The garden encompasses 4,151 acres (1,680 hectares) with more than 1,200 species of flora representing four continents. The Wilson Popenoe Arboretum houses the world’s largest collection of fruit plants — 636 species — as well as a germplasm bank for developing fruit cultivars. An experimental plantation grows 60 species of timber and fruit trees and doubles as a laboratory for teaching forestry.
A huge swathe of the gardens is occupied by the Biological Reserve, an area divided into tropical and subtropical humid forest. This is the best area of the park to view wildlife, including 250 species of birds, as well as howler monkeys, deer, puma and several types of reptiles, fish and insects.

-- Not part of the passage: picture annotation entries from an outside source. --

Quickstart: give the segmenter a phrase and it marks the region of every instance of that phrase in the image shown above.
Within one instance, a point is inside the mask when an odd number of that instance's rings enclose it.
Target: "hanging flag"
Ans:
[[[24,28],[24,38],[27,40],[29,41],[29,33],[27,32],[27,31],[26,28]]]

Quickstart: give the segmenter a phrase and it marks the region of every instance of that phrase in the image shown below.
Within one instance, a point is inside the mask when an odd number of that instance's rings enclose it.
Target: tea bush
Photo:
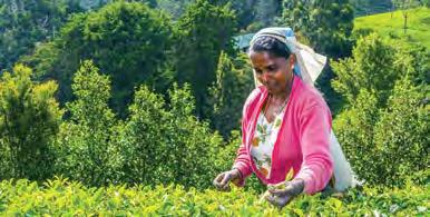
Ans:
[[[388,189],[384,189],[388,190]],[[88,188],[67,179],[38,185],[26,179],[0,183],[0,214],[6,216],[426,216],[430,186],[377,191],[351,190],[344,197],[300,196],[283,209],[258,203],[254,191],[233,187],[185,190],[182,186]]]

Designated a UNESCO World Heritage site in 1982, the Río Plátano Biosphere Reserve protects one of the last areas of tropical rainforest in Central America — 1.3 million acres (525,000 hectares) in total. The mountainous landscape along the Río Plátano watershed is home to some 400 species of birds, 40 mammals and 120 reptiles and amphibians, a number of which are threatened or endangered.
Travelers hiking the reserve’s mountain trails or rafting along the Río Plátano or Río Seco might spot colorful harpy eagles, colorful macaws, howler monkeys, sloths and maybe even a puma or jaguar crouched in the undergrowth.
Besides its natural attractions, the biosphere reserve is also home to a population of about 2,000 indigenous Pech and Miskito residents who have largely preserved their traditional way of life.
This beautiful little neighborhood of boat houses on stilts lies on the southern end of the island, just east of French Harbour. A small restaurant, beautiful bay, and a lot of peace and quiet mark the area, where the main pastime is sit back, relax, and enjoy the leisurely pace of island life.
This small interactive Casa K’inich Museum (Museo Casa K’inich) is a worthwhile visit for families, though opening hours can be more of a guide than a reality. It contains musical instruments and clothing items, as well as lessons on how to count in the ancient language and play their ball game.
The non-profit museum provides insight into the advanced astronomy and math knowledge of the Mayan elite, as well as a look into how the regular people lived their lives. All 34 exhibits have explanations in English and are meant to be touched.
This building was originally a barracks, so if you climb the ladders into the turrets you’ll be rewarded with an expansive view over the town and the Río Copan Valley.
Ceramics, stone fragments, and other artifacts from the Mayan Ruins of Copan are on display at this small museum. While outdated when compared with the newer—and very impressive— Sculpture Museum, it’s still worth a stop. Highlights include the complete burial of a female shaman, which offers a fascinating glimpse into Maya death rites.
This fascinating archaeological site provides insight into how the ruling families lived in the heyday of the Maya people. It also explains how long periods of peace were not sustainable: the number of elites grew faster than the taxes and tribute to support their lifestyle. They ate well and lived long lives, while each of their many children grew up expecting the same.
In Las Sepulturas (“the tombs”) area of the archaeological park, archaeologists found over 500 skeletons, so this area served as both living quarters and graveyard, new homes built on ancestral tombs. Don’t expect elaborate mansions though: most living was done outdoors and meals were prepared in a communal kitchen. This is a spot where a good guide can bring sense to it all.
Many of the adornments from the area are housed in area museums, but some carvings and reliefs are still in place.